Methodological Advancements

The authors present a detailed breakdown of the FIRST methodology. A primary aspect is the use of a learning-to-rank loss that emphasizes the ranking of the most relevant documents within a list, diverging from the traditional LLMing loss which uniformly penalizes ranking errors. This shift highlights a crucial understanding that the objectives used in LLMs are not ideally suited for reranking tasks, which FIRST addresses with its tailored objective function.

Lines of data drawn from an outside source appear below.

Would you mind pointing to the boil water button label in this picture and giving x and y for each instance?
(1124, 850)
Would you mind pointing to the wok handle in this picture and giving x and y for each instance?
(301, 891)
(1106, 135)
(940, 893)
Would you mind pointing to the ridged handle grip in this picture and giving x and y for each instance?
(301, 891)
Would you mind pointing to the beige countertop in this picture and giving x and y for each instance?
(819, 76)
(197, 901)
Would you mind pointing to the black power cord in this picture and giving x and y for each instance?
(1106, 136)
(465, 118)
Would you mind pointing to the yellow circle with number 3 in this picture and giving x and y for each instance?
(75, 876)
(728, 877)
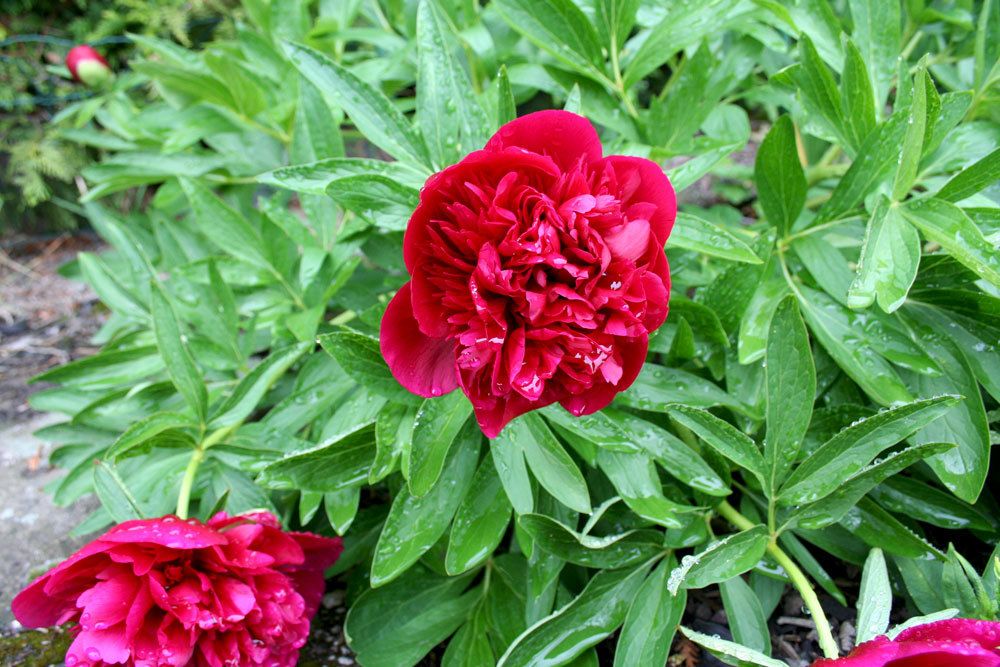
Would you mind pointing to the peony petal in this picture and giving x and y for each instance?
(563, 136)
(168, 531)
(643, 180)
(423, 365)
(602, 393)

Theoretical and Practical Implications

The implications of this paper are manifold. Practically, the reduction in computational demand makes FIRST an attractive choice for real-time information retrieval systems where latency is critical. The fact that these improvements do not compromise accuracy is significant as it suggests a viable pathway for deploying LLM rerankers more extensively in industry applications.

Theoretically, the paper sheds light on the intricate relationship between LLM pre-training and fine-tuning objectives. The counterintuitive finding that traditional LLMing may impede subsequent FIRST fine-tuning opens new avenues for investigation into learning-to-rank objectives that might harness the strengths of LLMs more effectively. It also suggests potential for optimizing pre-training strategies specifically geared towards reranking tasks.

Future Directions

The findings from the paper prompt further research into various aspects. A particularly interesting area would be exploring alternative ranking-specific objectives that might mitigate any hindrances posed by LLMing pre-training. Moreover, investigating the diminishing returns observed with different first-stage retriever qualities offers a potential basis for optimizing the balance between retrieval and reranking stages in multi-stage systems.

In conclusion, the paper on FIRST presents a critical step in refining listwise reranking methodologies. By achieving substantial gains in efficiency without sacrificing effectiveness, it paves the way for broader adoption and integration of LLM rerankers into practical applications, thereby marking a significant contribution to both the field of information retrieval and the broader landscape of LLM utilization.